Folha de S. Paulo


Cuba, a bandeira e o capitalismo

Tive o privilégio (inútil, mas privilégio em todo o caso) de ver antes de todo o mundo, exceto um punhado de cubanos, a bandeira norte-americana exibida em Havana, o que se tornará rotineiro em breve, com a reabertura das embaixadas, oficialmente anunciada nesta quarta-feira, 1º de julho.

Foi em 1977, quando o senador George McGovern (1922/2012), um democrata crítico do isolamento imposto a Cuba, resolveu mandar à ilha uma equipe norte-americana de basquete universitário para uma partida amistosa.

Fui olhar, porque supunha-se à época que se reproduziria, com o basquete, a chamada "diplomacia do pingue-pongue", precursora do restabelecimento de relações entre a China e os Estados Unidos.

Pelo que vi no ginásio, era uma suposição razoável. Não havia animosidade em relação às listras e estrelas da bandeira norte-americana.

Na plateia até estava um revolucionário relevante, chamado Ramiro Valdés, que, aliás, continua na primeira linha da nomenclatura cubana.

O que choca é que tenham se passado 38 anos para que outro democrata como McGovern, no caso um certo Barack Obama, descobrisse o óbvio: o embargo não funcionou.

Dá até para dizer que, desse ponto de vista, a revolução triunfou. Os Estados Unidos arriaram a bandeira em Havana por ordem do presidente Dwight Einsenhower, em 1961, e vão içá-la de novo 54 anos e 10 presidentes depois, sem que o regime tenha mudado, ao contrário do que pretendia Washington.

Até recentemente, permanecia não só o regime, mas o seu fascínio: "O mito cubano efetivamente existiu na França, [onde] os intelectuais de esquerda tinham a impressão de que Cuba oferecia uma solução à espinhosa equação entre o socialismo e a liberdade", escreveu para o "Figaro" Pierre Rigoulot, diretor da revista "História e Liberdade", em frase que vale para intelectuais de outros países.

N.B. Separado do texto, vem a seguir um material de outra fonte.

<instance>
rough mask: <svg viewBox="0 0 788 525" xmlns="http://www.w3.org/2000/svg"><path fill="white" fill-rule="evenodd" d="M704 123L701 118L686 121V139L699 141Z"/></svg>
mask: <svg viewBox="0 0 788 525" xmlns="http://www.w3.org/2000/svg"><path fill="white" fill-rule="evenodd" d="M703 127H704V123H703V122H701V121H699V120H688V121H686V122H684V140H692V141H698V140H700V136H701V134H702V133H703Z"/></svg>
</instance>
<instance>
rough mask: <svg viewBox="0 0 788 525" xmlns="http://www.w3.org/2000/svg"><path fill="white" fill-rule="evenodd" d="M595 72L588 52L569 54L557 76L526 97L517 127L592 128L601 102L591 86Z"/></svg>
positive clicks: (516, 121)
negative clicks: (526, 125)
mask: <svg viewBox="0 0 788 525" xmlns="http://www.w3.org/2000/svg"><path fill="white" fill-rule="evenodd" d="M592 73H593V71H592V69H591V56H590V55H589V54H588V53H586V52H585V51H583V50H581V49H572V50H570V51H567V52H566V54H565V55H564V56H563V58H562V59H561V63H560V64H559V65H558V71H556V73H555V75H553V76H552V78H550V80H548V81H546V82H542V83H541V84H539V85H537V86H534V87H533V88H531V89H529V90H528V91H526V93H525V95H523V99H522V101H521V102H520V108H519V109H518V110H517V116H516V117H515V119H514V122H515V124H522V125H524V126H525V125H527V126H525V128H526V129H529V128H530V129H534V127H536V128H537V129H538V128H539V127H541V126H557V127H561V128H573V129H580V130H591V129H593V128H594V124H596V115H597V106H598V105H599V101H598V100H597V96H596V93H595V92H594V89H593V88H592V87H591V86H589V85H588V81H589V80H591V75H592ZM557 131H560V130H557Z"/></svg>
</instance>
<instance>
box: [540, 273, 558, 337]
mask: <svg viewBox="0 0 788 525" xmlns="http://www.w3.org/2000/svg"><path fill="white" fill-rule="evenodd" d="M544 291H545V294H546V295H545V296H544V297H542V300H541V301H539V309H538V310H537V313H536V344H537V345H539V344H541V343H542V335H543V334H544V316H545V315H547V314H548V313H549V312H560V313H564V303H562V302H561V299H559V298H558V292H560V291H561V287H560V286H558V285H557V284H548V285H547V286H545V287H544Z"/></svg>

O irônico na história toda é que a bandeira dos EUA foi precedida em Havana por um incipiente capitalismo, que é a segunda bandeira norte-americana.

Hoje, 500 mil cubanos —ou 10% da força de trabalho— vivem de negócios privados, de resto em condições melhores do que os dependentes do setor estatal.

Estes continuam presos à "libreta" de racionamento e dependem das remessas de parentes que vivem no exterior, basicamente nos Estados Unidos.

É óbvio que o presidente Obama aposta no poder de atração do "American way of life", que estará agora mais exposto em Cuba.

Foi o que ele próprio admitiu implicitamente ao anunciar a reabertura de embaixadas: "Ninguém espera que Cuba se transforme da noite para o dia. Mas eu acredito que o engajamento americano —por meio de nossa embaixada, nossos negócios e, acima de tudo, nosso povo —é o melhor caminho para fazer avançar nossos interesses e respaldar a democracia e os direitos humanos".

Posto de outra forma: o que nem o embargo nem o basquete conseguiram, talvez venha agora com o reatamento.

Venha ou não, Cuba e os Estados Unidos viverão melhor com suas bandeiras içadas nas respectivas capitais.